The governor said in an interview with the newspaper that he plans to talk more with the state Department of Health and Human Services, based on what he has read.

“My heart sinks for the young girl that lost her life and think there could be some lessons learned based upon the bacteria that was found,” McCrory said.

Seitz, who was from Westerville, Ohio, was visiting North Carolina with her church group. Her only known underwater exposure was thought to be when her raft overturned at the whitewater center.
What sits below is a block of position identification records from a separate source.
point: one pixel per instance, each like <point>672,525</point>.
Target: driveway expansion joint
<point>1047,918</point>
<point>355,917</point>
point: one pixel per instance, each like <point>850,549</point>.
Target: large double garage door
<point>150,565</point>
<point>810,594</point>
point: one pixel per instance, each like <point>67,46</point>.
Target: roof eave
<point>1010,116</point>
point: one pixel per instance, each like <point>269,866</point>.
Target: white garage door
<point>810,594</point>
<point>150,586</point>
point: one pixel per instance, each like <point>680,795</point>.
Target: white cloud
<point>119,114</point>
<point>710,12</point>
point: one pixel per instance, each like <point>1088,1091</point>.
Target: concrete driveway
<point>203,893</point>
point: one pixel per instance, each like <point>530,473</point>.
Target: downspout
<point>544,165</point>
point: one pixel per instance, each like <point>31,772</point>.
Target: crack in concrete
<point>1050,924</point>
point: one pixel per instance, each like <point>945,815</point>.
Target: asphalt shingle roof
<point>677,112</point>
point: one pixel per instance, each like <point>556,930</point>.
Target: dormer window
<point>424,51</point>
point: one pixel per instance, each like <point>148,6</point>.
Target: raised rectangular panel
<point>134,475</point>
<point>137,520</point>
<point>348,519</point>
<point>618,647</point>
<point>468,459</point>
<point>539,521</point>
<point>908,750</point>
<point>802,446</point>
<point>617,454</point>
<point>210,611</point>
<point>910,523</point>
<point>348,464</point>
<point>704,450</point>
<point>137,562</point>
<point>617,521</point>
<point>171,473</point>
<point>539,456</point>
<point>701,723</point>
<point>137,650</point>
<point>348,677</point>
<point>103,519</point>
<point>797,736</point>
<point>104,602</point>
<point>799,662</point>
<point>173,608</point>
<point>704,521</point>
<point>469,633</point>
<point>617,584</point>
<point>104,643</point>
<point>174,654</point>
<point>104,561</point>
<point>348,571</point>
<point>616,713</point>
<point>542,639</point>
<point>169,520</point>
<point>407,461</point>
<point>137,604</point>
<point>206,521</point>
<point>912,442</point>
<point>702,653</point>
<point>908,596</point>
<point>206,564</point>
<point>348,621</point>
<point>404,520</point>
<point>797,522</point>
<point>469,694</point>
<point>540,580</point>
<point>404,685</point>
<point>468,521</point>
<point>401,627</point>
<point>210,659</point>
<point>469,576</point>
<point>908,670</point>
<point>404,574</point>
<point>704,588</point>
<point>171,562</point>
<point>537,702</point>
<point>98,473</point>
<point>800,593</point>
Mecklenburg County Health Director Marcus Plescia said at a news conference that his agency doesn’t have the capacity to analyze the water for the type of amoeba responsible for the death of 18-year-old Lauren Seitz. He said that kind of testing can be done by an outside group, which he said in this case is the Centers for Disease Control and Prevention.

Plescia said the center doesn’t provide his department with any records on how it treats its waters, but he said the center does keep records.

“We are very interested in exploring this idea of other ways we can regulate the whitewater center so that people will feel safer going there,” Plescia said. “But, I have to be honest. We have to be careful about really understanding what we can and can’t do, and what we can and can’t monitor.”

Plescia says the center does a cleaning once a year during the winter months. He said that cleaning usually takes four to six weeks. He said the current cleanup is already underway.

While the center has temporarily suspended rafting and kayaking, all other activities are open for operation, and it says its Fourth of July celebration will proceed as scheduled. A spokesman for the center didn’t return a telephone call seeking comment Monday.